L37158 Anliegerbeitrag Aufschließungsbeitrag Interessentenbeitrag
Vorarlberg;
L81708 Baulärm Vorarlberg;
L82000 Bauordnung;
L82008 Bauordnung Vorarlberg;
40/01 Verwaltungsverfahren;

Norm

AVG §66 Abs4;
BauG Vlbg 1972 §32 Abs1 impl;
BauRallg;

Betreff

Der Verwaltungsgerichtshof hat durch den Vorsitzenden Vizepräsident Dr. W. Pesendorfer und die Hofräte Dr. Händschke, Dr. Bernegger, Dr. Waldstätten und Dr. Köhler als Richter, im Beisein des Schriftführers Mag. Brandtner, über die Beschwerde der U in H, vertreten durch Dr. S und Mag. J, Rechtsanwälte in D, gegen den Bescheid der Vorarlberger Landesregierung vom 28. September 1998, Zl. VIIa-410.493, betreffend Nachbareinwendungen im Bauverfahren (mitbeteiligte Partei: B AG in W, vertreten durch Dr. C und Dr. W, Rechtsanwälte in W), zu Recht erkannt:

Spruch

Die Beschwerde wird als unbegründet abgewiesen.

Die Beschwerdeführerin hat dem Land Vorarlberg Aufwendungen in der Höhe von S 4.565,-- und der mitbeteiligten Partei Aufwendungen in der Höhe von S 12.500,-- binnen zwei Wochen bei sonstiger Exekution zu ersetzen.

Begründung

Mit Bescheid der Bezirkshauptmannschaft Dornbirn vom 18. Juni 1998 wurde der mitbeteiligten Partei die baurechtliche Bewilligung für die Errichtung eines Lebensmittelmarktes auf dem näher angeführten Grundstück unter Vorschreibung von Auflagen erteilt (Spruchpunkt I.).
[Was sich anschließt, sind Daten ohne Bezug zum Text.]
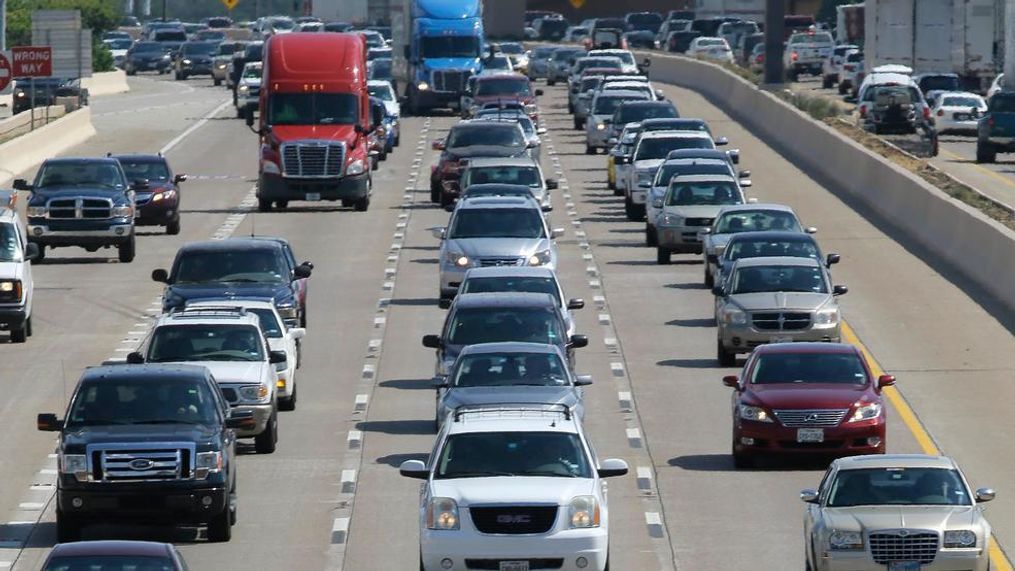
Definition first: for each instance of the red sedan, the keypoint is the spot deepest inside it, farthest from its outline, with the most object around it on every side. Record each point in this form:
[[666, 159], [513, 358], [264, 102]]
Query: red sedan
[[807, 399]]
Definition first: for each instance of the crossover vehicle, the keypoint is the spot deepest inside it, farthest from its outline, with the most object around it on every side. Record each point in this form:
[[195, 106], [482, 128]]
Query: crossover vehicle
[[896, 511], [81, 202], [690, 204], [146, 444], [775, 300], [157, 190], [815, 399], [501, 317], [514, 487], [493, 231], [494, 373], [229, 343]]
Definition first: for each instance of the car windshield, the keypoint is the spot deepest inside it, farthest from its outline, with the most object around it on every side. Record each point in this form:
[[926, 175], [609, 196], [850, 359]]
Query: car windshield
[[313, 109], [528, 175], [799, 368], [145, 170], [898, 486], [450, 47], [484, 454], [205, 343], [503, 86], [99, 173], [514, 284], [497, 223], [764, 279], [248, 265], [142, 401], [756, 220], [508, 369], [715, 193], [500, 325]]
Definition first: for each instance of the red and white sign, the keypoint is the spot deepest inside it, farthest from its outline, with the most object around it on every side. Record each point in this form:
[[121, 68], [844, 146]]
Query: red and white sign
[[31, 61]]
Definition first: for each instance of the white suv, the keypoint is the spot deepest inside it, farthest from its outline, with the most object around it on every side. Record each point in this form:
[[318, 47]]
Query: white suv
[[514, 488], [16, 287]]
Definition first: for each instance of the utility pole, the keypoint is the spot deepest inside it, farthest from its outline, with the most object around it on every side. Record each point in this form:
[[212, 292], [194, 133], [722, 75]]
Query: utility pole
[[774, 32]]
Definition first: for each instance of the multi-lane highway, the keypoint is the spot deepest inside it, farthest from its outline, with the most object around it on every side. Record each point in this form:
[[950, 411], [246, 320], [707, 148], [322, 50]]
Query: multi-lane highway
[[331, 496]]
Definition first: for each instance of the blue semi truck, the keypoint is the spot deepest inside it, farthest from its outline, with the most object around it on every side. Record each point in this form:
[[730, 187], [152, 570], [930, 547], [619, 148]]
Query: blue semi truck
[[437, 46]]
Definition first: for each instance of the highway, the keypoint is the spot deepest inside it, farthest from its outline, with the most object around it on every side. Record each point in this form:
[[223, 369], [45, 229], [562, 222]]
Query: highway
[[331, 496]]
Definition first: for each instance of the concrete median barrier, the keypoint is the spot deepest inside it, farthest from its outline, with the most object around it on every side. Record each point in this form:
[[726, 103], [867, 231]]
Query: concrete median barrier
[[964, 238], [32, 148]]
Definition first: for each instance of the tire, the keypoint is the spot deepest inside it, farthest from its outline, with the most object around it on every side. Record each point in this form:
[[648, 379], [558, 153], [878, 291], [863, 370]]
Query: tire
[[267, 441], [126, 251]]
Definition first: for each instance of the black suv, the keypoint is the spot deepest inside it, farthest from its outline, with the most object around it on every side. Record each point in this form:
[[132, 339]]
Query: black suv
[[82, 202], [146, 443]]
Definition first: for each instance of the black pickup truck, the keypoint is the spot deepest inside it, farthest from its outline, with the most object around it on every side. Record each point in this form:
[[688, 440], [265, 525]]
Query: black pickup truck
[[82, 202], [146, 444]]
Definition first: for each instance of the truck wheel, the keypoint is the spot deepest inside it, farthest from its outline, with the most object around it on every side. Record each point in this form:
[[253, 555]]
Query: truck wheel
[[126, 251]]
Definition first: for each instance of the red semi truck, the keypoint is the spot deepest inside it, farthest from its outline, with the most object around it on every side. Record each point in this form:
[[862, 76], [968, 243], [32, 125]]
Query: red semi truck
[[315, 121]]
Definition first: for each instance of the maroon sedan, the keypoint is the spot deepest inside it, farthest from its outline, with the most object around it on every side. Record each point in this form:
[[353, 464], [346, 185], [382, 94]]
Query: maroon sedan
[[158, 198], [807, 399], [115, 556]]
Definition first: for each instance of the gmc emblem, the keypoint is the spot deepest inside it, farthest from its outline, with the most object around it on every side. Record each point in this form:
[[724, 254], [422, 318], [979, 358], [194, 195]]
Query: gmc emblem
[[520, 518]]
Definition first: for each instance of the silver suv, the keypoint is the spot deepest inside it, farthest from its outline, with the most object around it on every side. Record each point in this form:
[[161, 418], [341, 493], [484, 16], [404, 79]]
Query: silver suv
[[774, 300], [493, 231], [899, 511]]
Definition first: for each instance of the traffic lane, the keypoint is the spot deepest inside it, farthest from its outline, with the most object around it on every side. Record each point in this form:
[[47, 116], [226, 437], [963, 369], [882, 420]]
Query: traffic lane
[[664, 322]]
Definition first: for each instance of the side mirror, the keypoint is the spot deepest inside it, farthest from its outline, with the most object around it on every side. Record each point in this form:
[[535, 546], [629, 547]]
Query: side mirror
[[48, 422], [579, 341], [809, 496], [612, 467], [414, 469]]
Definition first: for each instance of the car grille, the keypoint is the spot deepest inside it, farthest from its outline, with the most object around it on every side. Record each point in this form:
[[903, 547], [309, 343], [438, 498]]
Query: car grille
[[782, 320], [450, 80], [807, 419], [903, 545], [514, 519], [140, 462], [80, 208], [313, 159]]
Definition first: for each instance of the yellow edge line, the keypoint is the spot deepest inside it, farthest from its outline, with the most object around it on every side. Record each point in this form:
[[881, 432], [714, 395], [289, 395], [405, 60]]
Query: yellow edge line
[[999, 561]]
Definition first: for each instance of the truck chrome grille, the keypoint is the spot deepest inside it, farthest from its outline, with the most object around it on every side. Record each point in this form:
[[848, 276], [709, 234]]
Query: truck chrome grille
[[810, 419], [313, 159], [903, 545]]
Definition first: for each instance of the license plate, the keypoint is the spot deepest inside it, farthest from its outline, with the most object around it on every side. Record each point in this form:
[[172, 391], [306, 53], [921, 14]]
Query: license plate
[[810, 435]]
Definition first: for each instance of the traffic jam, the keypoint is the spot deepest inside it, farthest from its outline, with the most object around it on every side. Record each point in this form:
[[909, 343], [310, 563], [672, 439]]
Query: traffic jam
[[513, 480]]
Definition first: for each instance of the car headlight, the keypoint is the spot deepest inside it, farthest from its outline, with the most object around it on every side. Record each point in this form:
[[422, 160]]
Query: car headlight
[[756, 414], [76, 465], [442, 513], [584, 512], [207, 462], [540, 258], [866, 412], [846, 540], [355, 167], [960, 539]]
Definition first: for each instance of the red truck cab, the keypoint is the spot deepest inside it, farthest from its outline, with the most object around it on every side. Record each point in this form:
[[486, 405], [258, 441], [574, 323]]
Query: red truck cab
[[315, 121]]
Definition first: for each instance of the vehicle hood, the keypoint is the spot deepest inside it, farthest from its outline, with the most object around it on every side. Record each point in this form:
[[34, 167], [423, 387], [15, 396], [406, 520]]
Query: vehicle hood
[[781, 300], [513, 490], [861, 518]]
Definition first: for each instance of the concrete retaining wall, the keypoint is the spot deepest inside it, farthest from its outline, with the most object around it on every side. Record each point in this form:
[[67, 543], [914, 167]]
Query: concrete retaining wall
[[982, 248], [32, 148]]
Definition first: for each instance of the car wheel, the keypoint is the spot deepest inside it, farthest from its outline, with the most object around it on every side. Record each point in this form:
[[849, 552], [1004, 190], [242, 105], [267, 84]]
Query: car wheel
[[126, 251]]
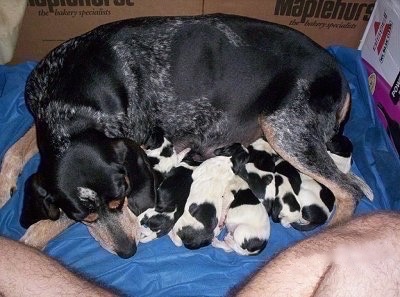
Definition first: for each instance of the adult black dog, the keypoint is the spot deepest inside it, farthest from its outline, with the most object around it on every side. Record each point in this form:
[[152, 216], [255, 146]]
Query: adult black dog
[[206, 81]]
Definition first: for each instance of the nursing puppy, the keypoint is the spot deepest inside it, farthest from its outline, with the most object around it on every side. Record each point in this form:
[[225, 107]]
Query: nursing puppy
[[205, 81], [208, 202], [247, 222], [171, 198]]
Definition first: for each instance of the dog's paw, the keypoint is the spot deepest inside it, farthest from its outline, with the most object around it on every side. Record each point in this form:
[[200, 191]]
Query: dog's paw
[[35, 238]]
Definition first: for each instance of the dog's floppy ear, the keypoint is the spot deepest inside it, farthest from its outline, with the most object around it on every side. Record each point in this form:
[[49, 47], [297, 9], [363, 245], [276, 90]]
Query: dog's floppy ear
[[38, 203], [144, 180]]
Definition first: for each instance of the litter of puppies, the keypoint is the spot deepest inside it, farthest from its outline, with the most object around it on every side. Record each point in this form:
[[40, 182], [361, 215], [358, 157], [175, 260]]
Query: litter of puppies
[[239, 189]]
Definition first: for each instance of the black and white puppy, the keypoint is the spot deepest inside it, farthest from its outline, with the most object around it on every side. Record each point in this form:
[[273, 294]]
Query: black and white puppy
[[171, 194], [208, 203], [247, 222]]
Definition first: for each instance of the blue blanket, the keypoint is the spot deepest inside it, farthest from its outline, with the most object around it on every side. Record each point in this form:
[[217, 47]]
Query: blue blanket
[[161, 269]]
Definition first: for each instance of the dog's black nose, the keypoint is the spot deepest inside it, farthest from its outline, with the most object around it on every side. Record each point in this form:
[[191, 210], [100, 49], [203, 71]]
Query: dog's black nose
[[127, 252]]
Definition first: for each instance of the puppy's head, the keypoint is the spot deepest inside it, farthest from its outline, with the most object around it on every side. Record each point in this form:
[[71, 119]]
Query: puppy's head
[[104, 183], [196, 227]]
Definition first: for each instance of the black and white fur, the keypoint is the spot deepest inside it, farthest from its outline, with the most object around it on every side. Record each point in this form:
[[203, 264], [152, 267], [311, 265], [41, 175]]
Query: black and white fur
[[171, 197], [247, 222], [206, 82], [208, 201]]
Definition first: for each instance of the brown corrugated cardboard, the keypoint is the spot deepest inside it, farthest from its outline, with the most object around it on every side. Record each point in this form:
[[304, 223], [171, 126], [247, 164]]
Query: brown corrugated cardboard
[[328, 22], [47, 23]]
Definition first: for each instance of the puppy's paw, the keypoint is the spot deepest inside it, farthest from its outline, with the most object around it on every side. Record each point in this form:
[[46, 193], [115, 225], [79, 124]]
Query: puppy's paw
[[8, 183], [146, 235], [221, 244], [175, 238]]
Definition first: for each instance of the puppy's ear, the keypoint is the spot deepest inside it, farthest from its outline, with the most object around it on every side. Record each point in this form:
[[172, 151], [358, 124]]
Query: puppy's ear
[[155, 139], [38, 203]]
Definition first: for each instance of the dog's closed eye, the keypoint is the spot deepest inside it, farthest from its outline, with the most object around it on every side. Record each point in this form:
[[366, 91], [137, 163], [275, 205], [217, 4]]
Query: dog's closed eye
[[91, 218], [116, 203]]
Nach den erstinstanzlich bewilligten Plänen hat der Verkaufsraum eine Größe von 499,43 m2. Die Einwendungen u.a. der Beschwerdeführerin (deren Grundstück nördlich unmittelbar an das Baugrundstück angrenzt) wegen befürchteter unzumutbarer und gesundheitsgefährdender Lärm-, Staub- und Geruchsbelästigung durch den PKW- und Kundenverkehr wurden als unzulässig zurückgewiesen, die Einwendungen wegen befürchteter unzumutbarer und gesundheitsgefährdender Lärm-, Staub- und Geruchsbelästigung durch die Kühl- und Lüftungsaggregate auf dem Betriebsgebäude sowie die Zuluftöffnungen als unbegründet abgewiesen (Spruchpunkt II).
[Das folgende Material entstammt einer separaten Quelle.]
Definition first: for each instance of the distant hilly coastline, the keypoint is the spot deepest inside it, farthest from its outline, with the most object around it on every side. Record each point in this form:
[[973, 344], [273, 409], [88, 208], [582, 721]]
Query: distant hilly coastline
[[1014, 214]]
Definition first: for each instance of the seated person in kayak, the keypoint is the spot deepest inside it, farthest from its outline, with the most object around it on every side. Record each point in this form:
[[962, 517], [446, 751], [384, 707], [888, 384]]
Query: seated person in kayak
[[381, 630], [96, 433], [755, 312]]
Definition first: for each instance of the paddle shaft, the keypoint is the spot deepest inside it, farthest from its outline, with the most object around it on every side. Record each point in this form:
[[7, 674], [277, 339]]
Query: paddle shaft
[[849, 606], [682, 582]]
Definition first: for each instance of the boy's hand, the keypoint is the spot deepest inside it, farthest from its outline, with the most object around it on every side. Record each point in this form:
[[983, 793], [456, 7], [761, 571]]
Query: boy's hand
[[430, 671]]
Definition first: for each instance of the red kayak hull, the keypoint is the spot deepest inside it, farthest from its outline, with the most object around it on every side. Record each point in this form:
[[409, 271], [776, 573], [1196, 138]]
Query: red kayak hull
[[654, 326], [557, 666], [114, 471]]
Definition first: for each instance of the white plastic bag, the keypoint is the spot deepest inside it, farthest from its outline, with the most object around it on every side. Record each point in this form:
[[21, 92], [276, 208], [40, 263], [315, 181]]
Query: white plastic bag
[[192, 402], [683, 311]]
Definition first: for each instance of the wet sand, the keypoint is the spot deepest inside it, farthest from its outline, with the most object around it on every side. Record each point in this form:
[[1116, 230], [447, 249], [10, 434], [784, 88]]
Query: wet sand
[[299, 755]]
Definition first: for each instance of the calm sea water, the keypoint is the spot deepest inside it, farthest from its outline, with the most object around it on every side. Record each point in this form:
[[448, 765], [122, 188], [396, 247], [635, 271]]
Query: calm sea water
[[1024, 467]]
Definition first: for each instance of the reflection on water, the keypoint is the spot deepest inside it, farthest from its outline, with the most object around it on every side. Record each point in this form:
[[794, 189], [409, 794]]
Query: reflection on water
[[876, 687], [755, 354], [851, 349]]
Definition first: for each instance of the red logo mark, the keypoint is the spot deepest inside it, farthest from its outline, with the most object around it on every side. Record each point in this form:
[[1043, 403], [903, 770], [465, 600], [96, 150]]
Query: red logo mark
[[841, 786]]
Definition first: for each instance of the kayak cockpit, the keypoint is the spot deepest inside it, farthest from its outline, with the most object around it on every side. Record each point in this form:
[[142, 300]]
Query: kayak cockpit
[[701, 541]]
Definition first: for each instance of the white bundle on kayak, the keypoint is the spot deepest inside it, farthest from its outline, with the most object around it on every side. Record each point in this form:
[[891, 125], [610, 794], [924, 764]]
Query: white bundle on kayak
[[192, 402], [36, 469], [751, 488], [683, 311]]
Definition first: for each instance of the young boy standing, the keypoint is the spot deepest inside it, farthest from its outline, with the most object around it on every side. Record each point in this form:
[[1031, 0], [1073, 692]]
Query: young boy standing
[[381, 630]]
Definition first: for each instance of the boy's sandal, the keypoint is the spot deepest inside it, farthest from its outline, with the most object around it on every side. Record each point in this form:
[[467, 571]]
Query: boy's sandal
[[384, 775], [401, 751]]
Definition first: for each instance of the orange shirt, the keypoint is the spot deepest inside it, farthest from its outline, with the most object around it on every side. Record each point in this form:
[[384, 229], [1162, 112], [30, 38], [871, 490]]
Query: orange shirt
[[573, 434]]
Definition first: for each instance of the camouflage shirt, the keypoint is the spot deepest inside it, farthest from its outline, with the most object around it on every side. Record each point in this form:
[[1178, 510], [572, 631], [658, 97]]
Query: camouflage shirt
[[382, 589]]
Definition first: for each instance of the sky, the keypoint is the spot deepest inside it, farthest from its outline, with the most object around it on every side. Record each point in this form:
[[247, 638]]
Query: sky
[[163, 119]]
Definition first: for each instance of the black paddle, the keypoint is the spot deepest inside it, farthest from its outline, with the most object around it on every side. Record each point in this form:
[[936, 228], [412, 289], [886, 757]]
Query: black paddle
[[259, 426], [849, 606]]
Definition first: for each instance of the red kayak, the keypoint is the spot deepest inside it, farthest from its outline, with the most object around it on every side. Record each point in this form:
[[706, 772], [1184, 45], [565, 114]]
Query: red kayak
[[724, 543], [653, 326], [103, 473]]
In der dagegen erhobenen Berufung machte die Beschwerdeführerin geltend, dass die sich aus § 15 Abs. 4 und 6a Vbg. Raumplanungsgesetz ergebenden Anforderungen eines Einkaufszentrums (danach sei lediglich eine Verkaufsfläche von 400 m2 zulässig) nicht eingehalten würden, und wendete sich weiters gegen die direkt an der Grundgrenze zum Grundstück der Beschwerdeführerin hin geplante Schallschutzmauer.

Im Berufungsverfahren forderte die belangte Behörde die mitbeteiligte Partei im Hinblick auf die seit Inkrafttreten der Raumplanungsgesetznovelle LGBl. Nr. 48/1998 für Einkaufszentren geltende Regelung, nach der Einkaufszentren mit Verkaufsflächen für Waren des täglichen Bedarfs von mehr als 400 m2 in den Talsolen des Rheintales, des Walgaus und des Laiblachtales ohne besondere Widmung grundsätzlich unzulässig seien, zu einer entsprechenden Projektsmodifikation auf. Die Mitbeteiligte legte in der Folge einen entsprechend geänderten Plan vor, gemäß dem die Verkaufsfläche des Lebensmittelmarktes durch eine entsprechend geänderte Anordnung der Verkaufsflächen (ohne irgend eine bauliche Änderung vorzunehmen) auf 398,53 2 reduziert wurde und die Schallschutzmauer entlang der nördlichen Grundstücksgrenze des Baugrundstückes nunmehr in einem durchgehenden Abstand von 3 m errichtet werden sollte.

Mit dem angefochtenen Bescheid wurde die Berufung u.a. der Beschwerdeführerin mit der Maßgabe abgewiesen, dass der erstinstanzlich festgestellte Sachverhalt

"a) hinsichtlich der Verkaufsfläche des Lebensmittelmarktes dahingehend geändert ist, dass die Verkaufsfläche gemäß der am 22. September 1998 eingereichten planlichen Darstellung auf

398.53 m2 reduziert wurde;

b) hinsichtlich der geplanten Schallschutzmauer entlang des nördlichen Teiles der Betriebsliegenschaft dahingehend geändert ist, dass diese in einem durchgehenden Abstand von 3 m zu den Grundstücken ..."(u.a. das Grundstück der Beschwerdeführerin angeführt) errichtet wird."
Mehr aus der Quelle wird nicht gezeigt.